MIJN SURINAAMSE FAMILIE IS ALLES WAT JE VAN FAMILIE VERLANGT: warm, verbonden, betrokken, gul, uitnodigend en in staat met elkaar te delen. Materieel en immaterieel; in rouw, in liefde, in vriendschap. Om te troosten, maar beslist ook om te vieren. Nóg herinner ik me de zinderende feesten, al die broers en zussen, neven, nichten, dansend en proostend tot diep in de nacht. Het schaterlachen, de luide muziek, de tafels vol eten en drank. En hoe wij kinderen tussen de grote mensen doorliepen, en hoe we vol verwondering zagen dat zij, naarmate de avond vorderde, terug veranderden in kinderen, dronken van whisky en geluk. Mijn Surinaamse familie was daadwerkelijk familie.
Over de familie van mijn vader kan ik helaas niet hetzelfde zeggen. Hoewel hij net als mijn moeder uit een groot babyboomergezin van elf kwam, heb ik tot het einde van zijn leven weinig van de Fretzen geweten. Ze spraken elkaar zelden, veel broers en zussen waren al overleden. Ziekte en het noodlot hadden het gezin verscheurd en bovendien was mijn vader de op een na jongste en het leeftijdsverschil met sommigen fors.

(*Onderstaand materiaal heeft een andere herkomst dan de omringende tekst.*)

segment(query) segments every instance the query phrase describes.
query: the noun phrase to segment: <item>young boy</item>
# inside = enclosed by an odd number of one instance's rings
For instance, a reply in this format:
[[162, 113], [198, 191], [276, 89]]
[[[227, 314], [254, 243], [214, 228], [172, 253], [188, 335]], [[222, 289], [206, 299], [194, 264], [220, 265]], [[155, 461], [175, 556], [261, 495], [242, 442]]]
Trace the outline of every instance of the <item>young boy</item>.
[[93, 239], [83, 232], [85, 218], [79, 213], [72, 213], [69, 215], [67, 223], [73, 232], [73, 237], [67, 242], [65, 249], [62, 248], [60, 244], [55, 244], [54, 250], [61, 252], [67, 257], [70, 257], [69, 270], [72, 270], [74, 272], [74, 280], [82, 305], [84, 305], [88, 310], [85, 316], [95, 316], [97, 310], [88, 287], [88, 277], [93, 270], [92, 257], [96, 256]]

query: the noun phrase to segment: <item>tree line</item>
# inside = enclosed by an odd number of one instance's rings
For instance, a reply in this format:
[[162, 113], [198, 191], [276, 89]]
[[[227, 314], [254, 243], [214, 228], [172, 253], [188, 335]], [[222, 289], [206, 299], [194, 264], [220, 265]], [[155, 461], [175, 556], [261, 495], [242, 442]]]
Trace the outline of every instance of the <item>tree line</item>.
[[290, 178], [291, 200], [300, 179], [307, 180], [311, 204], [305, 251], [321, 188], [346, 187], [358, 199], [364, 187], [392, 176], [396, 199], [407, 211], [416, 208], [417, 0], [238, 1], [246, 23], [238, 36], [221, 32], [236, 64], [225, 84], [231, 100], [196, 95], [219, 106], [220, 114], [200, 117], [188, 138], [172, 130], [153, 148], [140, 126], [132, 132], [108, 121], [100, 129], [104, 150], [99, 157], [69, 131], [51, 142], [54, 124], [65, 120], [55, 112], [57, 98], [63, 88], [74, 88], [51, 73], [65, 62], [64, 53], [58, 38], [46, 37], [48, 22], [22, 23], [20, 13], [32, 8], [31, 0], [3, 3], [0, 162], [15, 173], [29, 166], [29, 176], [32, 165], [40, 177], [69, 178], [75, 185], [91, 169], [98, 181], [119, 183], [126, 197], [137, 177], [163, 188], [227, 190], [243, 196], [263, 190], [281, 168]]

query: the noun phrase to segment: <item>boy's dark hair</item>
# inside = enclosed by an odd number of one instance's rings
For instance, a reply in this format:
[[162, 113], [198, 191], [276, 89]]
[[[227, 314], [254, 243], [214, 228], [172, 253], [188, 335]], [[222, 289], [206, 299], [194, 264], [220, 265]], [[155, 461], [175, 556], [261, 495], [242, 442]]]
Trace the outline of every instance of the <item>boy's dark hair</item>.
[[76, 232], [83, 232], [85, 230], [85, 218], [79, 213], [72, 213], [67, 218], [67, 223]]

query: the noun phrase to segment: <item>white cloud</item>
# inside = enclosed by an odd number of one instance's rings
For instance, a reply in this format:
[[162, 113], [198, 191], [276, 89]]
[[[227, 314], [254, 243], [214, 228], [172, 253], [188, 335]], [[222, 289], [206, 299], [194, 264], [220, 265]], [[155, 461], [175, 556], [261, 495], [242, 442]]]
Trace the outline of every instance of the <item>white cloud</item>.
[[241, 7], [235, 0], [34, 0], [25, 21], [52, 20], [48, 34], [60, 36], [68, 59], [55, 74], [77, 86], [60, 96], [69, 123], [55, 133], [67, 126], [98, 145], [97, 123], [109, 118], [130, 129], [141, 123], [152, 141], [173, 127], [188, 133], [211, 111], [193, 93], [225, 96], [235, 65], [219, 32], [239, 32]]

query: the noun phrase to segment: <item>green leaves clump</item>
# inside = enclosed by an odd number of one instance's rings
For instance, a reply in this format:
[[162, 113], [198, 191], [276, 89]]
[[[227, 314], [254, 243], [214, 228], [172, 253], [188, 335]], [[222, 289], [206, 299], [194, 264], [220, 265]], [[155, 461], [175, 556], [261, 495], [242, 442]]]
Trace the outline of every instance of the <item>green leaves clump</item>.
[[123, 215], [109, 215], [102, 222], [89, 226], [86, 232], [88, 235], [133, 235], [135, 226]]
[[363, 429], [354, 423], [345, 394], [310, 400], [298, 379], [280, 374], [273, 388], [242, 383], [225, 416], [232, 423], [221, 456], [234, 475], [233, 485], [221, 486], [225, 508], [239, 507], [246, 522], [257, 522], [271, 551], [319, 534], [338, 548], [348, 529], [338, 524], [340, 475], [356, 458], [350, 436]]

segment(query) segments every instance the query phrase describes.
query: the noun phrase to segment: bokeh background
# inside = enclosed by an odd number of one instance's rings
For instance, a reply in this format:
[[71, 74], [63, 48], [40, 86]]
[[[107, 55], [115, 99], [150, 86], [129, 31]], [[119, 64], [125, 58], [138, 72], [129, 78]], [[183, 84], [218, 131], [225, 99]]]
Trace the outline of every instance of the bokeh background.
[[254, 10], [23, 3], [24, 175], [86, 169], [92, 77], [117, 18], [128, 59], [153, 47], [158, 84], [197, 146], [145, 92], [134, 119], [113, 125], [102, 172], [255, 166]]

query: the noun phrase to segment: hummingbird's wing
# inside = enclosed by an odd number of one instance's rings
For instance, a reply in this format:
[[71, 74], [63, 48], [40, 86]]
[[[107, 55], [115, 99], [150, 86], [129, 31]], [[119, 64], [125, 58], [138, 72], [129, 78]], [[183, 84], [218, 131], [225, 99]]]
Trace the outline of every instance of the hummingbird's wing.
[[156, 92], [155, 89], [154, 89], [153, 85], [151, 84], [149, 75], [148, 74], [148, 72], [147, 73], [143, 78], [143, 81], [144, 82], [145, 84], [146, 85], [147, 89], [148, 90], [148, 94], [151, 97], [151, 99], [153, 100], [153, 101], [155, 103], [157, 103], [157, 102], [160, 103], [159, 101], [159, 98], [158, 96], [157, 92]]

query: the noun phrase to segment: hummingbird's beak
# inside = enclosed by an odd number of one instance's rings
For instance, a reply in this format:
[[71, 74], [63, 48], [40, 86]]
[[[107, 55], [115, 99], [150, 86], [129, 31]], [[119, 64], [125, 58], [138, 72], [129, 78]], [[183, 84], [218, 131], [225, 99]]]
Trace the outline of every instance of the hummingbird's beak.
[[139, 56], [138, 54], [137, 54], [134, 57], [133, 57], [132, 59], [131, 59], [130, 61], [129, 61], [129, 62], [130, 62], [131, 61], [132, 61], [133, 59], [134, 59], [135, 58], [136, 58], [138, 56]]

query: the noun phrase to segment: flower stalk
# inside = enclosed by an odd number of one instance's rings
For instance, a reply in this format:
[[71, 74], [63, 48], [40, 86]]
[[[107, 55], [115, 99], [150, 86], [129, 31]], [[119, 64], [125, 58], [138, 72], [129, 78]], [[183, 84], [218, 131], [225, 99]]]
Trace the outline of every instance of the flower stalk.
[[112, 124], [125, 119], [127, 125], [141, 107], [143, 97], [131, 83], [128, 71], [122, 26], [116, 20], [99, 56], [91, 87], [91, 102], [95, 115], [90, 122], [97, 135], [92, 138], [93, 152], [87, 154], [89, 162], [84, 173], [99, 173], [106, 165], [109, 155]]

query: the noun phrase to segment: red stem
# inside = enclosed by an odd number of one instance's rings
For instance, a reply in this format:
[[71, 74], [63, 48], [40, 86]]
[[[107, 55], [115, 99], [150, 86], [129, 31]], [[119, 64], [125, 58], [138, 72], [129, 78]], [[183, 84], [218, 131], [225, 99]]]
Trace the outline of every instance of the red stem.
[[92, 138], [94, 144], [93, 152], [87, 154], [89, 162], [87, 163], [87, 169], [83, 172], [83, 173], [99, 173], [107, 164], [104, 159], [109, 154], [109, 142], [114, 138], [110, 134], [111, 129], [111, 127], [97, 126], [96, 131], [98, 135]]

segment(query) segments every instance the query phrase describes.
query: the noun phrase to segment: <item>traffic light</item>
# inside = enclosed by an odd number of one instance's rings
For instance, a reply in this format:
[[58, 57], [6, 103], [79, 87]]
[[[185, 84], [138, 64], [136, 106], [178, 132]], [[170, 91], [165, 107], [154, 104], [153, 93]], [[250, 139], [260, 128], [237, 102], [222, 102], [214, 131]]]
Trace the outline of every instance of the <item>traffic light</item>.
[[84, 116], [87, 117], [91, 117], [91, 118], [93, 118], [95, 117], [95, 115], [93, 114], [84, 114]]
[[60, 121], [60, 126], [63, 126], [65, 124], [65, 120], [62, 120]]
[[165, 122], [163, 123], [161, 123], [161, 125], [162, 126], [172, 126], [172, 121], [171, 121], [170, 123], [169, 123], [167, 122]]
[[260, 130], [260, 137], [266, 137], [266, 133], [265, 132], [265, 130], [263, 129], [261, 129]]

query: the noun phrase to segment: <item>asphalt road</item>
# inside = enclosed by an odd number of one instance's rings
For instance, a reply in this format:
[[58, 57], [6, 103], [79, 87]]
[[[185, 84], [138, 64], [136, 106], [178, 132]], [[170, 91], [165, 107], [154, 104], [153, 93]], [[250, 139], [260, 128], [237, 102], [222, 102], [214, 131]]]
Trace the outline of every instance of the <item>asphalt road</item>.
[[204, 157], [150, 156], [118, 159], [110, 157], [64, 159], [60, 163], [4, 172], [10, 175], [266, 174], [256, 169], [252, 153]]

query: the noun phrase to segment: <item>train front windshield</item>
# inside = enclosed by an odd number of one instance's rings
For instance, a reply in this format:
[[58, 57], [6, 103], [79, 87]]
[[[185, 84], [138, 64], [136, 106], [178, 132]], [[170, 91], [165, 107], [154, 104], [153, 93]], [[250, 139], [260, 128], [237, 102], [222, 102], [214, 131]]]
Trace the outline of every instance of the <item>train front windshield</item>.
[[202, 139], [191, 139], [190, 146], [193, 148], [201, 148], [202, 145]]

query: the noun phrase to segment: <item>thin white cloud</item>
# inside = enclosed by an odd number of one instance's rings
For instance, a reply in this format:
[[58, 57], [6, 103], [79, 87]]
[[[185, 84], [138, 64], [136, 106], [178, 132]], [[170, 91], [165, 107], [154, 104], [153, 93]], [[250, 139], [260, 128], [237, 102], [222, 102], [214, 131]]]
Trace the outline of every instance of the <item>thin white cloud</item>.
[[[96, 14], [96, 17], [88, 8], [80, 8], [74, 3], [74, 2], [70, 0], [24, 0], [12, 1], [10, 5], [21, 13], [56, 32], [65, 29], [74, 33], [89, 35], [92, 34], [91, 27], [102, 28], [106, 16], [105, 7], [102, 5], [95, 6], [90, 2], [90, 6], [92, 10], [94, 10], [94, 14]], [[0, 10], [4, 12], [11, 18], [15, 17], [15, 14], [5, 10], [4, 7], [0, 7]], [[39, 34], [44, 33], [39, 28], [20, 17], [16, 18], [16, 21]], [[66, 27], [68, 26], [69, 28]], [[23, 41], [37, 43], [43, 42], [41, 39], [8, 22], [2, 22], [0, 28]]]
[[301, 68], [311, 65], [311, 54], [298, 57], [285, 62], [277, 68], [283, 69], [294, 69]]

Toch was het een vreemd contrast, die twee families. Als kind vond ik het al opmerkelijk. Hoe kon familie enerzijds betekenen: elkaar vasthouden en omhelzen en anderzijds: elkaar doodzwijgen? Omdat mijn grootouders van vaderskant al waren overleden, ver voordat ik was geboren, bestond er ook niet echt een natuurlijke ingang om ze beter te leren kennen. Ik wist alleen dat mijn grootouders Duits waren, en al in de jaren dertig naar Nederland kwamen, omdat ze de opkomst van de nazi’s afschuwelijk vonden. De beroemde Titus Brandsma hielp ze hier aan de juiste papieren. Dat verhaal kende ik via mijn moeder, niet via mijn vader.
Hij wilde absoluut niet geconfronteerd worden met zijn Duitse komaf; met alles wat hij in zich had verzette hij zich ertegen. Na de 2-1 van Marco van Basten op het EK in 1988 tegen West-Duitsland stond mijn vader in het oranje gehuld te juichen in de woonkamer. “Dit is de dag van de bevrijding!” riep hij. Mijn moeder vroeg hem van wie hij was bevrijd. Van zichzelf? Hij kon er nooit om lachen.
Hij dook alleen maar dieper in zijn stamboom, steeds verder terug, tot hij feitelijk kon vaststellen dat hij deels Fries, deels Canadees en deels Frans was. Het bleef voor mijn moeder en mij een eindeloze bron van vermaak en spot bij ons thuis. Pas toen hij stierf, eind vorig jaar, begon ik de diepere laag ervan te begrijpen. Ik zag zijn zus, mijn tante W., de enige van de elf Fretzen die nu nog in leven is. Ik herinnerde me haar nog, van spaarzame bezoekjes. Maar nu, aan de vooravond van de begrafenis van haar broer – mijn vader – was ze minstens even warm als mijn Surinaamse familie. Ze omhelsde me stevig, troostte me liefdevol, hield me vast. Familie. Waarom was de dood nu nodig geweest om elkaar zo dichtbij te hebben?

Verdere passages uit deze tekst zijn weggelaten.